Contrast this with a SPA design whereby every user visiting a page has to perform the same calculation to render out the same page. Arguably, this increases opportunity to customise the page according to user locale, and other preferences. But the redundant computation is often noticeable on slower devices.

# Multiple Page Applications

By now, it should be clear that Single Page Applications can add significant costs. A lot of native browser capabilities have to be reinvented, either by the application developer, or the framework. We're shipping code that duplicates (sometimes incorrectly) native browser capabilities. And the extra code weight also translates to extra bugs.

Before SPAs, web applications were built as Multi-Page Applications. This architecture is characterised by a small JS payload, such that the cost of discarding the JS runtime between pages is low. Use of event delegation  keeps the cost of rebuilding the DOM low. Routing does not need to be duplicated across browser and server. History is native, as are loading indicators. HTML streaming can eliminate most lazy loading logic, and common elements are shared across multiple users on the server and don't need to be re-computed. User sessions are stored server-side, eliminating client-side state management.

# Looking forward

But if MPAs were so good, how did we end up using SPAs for over a decade? Possibly, this is due to tooling. It is easier to reason with and to test a complex application written entirely in one language, than it is to rely on functionality offered by browsers beyond our control. As tooling improves, we can now statically determine exactly the minimum amount of JS needed - not just in terms of transpilation targets, but also in terms of the exact logic needed in the browser. Further, as modern browsers became more mature, consistent, and reliable, we can start leaning into it more and reduce the JS weight.

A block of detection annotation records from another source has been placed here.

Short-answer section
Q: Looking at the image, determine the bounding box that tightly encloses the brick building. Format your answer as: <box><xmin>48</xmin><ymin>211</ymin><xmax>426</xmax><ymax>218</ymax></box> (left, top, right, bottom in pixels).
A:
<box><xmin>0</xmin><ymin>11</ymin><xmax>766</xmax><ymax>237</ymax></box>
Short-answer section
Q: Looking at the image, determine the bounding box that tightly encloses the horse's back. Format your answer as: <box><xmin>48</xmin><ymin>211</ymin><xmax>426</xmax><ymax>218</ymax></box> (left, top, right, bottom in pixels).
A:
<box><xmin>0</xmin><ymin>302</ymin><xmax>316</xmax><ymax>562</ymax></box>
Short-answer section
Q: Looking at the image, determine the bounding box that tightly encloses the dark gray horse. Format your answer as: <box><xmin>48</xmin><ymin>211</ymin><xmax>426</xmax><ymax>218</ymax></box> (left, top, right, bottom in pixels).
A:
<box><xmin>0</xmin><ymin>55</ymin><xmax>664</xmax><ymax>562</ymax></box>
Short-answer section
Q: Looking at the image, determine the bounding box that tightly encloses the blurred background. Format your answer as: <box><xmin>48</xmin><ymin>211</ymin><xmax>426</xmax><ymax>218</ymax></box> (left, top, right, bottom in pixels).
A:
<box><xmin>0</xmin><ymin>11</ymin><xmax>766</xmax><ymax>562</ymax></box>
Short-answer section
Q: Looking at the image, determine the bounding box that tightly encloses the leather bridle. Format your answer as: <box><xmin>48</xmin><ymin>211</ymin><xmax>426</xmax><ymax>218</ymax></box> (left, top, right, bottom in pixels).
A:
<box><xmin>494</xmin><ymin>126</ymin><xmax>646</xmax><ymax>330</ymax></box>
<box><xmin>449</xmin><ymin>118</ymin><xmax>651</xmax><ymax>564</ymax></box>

Increasingly, the trend is to return to server rendered applications. Rails 7  will ship with Hotwired  enabled by default. From the list presented above, the only thing it doesn't do is HTML streaming. That's where Marko  really shines. When combined with a server like Express  or Koa , it is capable of much of the above, except Russian Doll Caching, but even that can be easily built  due to its asynchronous rendering. Undoubtedly, there will be more frameworks popping up.

If you're building a new application, perhaps reconsider whether a SPA is the right architecture for you.